Step-49: Note Any Anomalies
With the crankshaft removed and the top portion of the main bearing inserts still in their saddles, you can see the mismatch between the oil passage in the block and the bearing. For this reason, simple modifications to the oiling system will go a long way toward improving the longevity of your engine. We’ll address the correction of this issue a little later on in our rebuild.
Step-50: Inspect Freeze Plugs
It looks like this freeze plug didn’t have a single season left when the car that our engine came from was finally parked. Remove the freeze plugs and all other core plugs from the block in order for it to be thoroughly cleaned.
Step-51: Remove Freeze Plugs
To remove the freeze plugs from the block, use a hammer and punch to strike one outside edge to rotate the plug in its bore and then grab it with a pair of water pump pliers to pull it out. Striking the plug in the center may merely punch a hole in it or force it into the water jacket, making it even harder to remove.
Step-52: Remove Threaded Core Plugs
It’s also important to remove all the threaded core plugs from the cylinder block prior to cleaning. Note that the Lima series engines utilize two distinctly different threaded plugs. A standard hex wrench will most likely not be sufficient to remove these plugs and in some cases you have to apply heat in order to loosen them. In this case, a hex socket, extension, and 3/8-inch ratchet get the job done. In worst-case scenarios, some threaded core plugs may have to drilled in order to get them out. I prefer to use drill bits in graduated sizes until the plug can be collapsed and removed easily.
Step-53: Remove Oil Passage Plug
Be sure to remove the threaded plug from the oil passage at the front of the block next to the camshaft gallery. This plug is easily overlooked but it can cause a problem if it’s not removed before block cleaning.
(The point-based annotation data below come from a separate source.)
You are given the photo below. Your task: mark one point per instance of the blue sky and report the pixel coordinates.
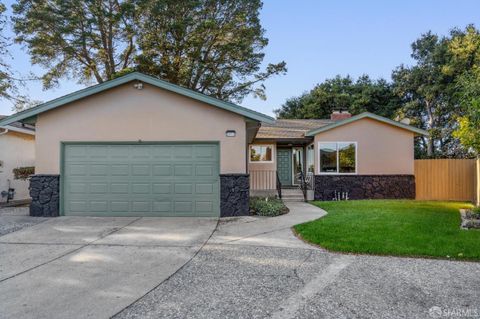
(320, 39)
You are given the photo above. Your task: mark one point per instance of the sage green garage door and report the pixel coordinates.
(141, 180)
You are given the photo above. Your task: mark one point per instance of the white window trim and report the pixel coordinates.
(258, 162)
(338, 159)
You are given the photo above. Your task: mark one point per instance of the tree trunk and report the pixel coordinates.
(430, 122)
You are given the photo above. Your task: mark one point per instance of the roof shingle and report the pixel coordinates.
(290, 128)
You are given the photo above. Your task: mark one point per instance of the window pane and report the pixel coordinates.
(310, 159)
(266, 153)
(260, 153)
(346, 157)
(328, 157)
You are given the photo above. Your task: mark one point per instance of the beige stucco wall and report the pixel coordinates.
(127, 114)
(263, 175)
(381, 148)
(16, 150)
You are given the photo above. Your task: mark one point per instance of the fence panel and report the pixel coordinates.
(446, 179)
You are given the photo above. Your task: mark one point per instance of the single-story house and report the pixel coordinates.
(17, 149)
(140, 146)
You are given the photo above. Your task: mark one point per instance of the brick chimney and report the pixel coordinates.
(340, 115)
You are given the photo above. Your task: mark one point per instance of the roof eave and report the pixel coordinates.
(413, 129)
(72, 97)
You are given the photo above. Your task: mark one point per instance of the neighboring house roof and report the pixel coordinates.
(289, 128)
(18, 127)
(135, 76)
(385, 120)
Step-54: Cylinder Head Disassembly
The cylinder heads are now ready for disassembly, cleaning, inspection, and machine work. At first glance, they don’t look too bad. There are no obvious burnt valves or other apparent issues.
Step-55: Compress Valvesprings
A pneumatic valvespring compressor compresses the valvespring to remove the keepers. This allows the valve to be removed from the head.
Step-56: Mechanical Valvespring Compressor (Save Money)
Here is an example of an economy mechanical valvespring compressor often found in the home shop. While this type of compressor is more time consuming than other types, particularly the pneumatic style, it gets the job done.
This is also a good time to replace any damaged, stripped, or overly rusted nuts and bolts, taking care to obtain fasteners with the exact thread pitch, dimensions, and hardness ratings (where applicable). Companies such as AMK Products in Winchester, Virginia, and the Gardner-Westcott Co. of Northville, Michigan, are excellent sources of high-quality engine hardware that matches OE nuts and bolts exactly. Have your still or video camera handy to provide a record of how things came apart and you will find them much easier to reassemble later on.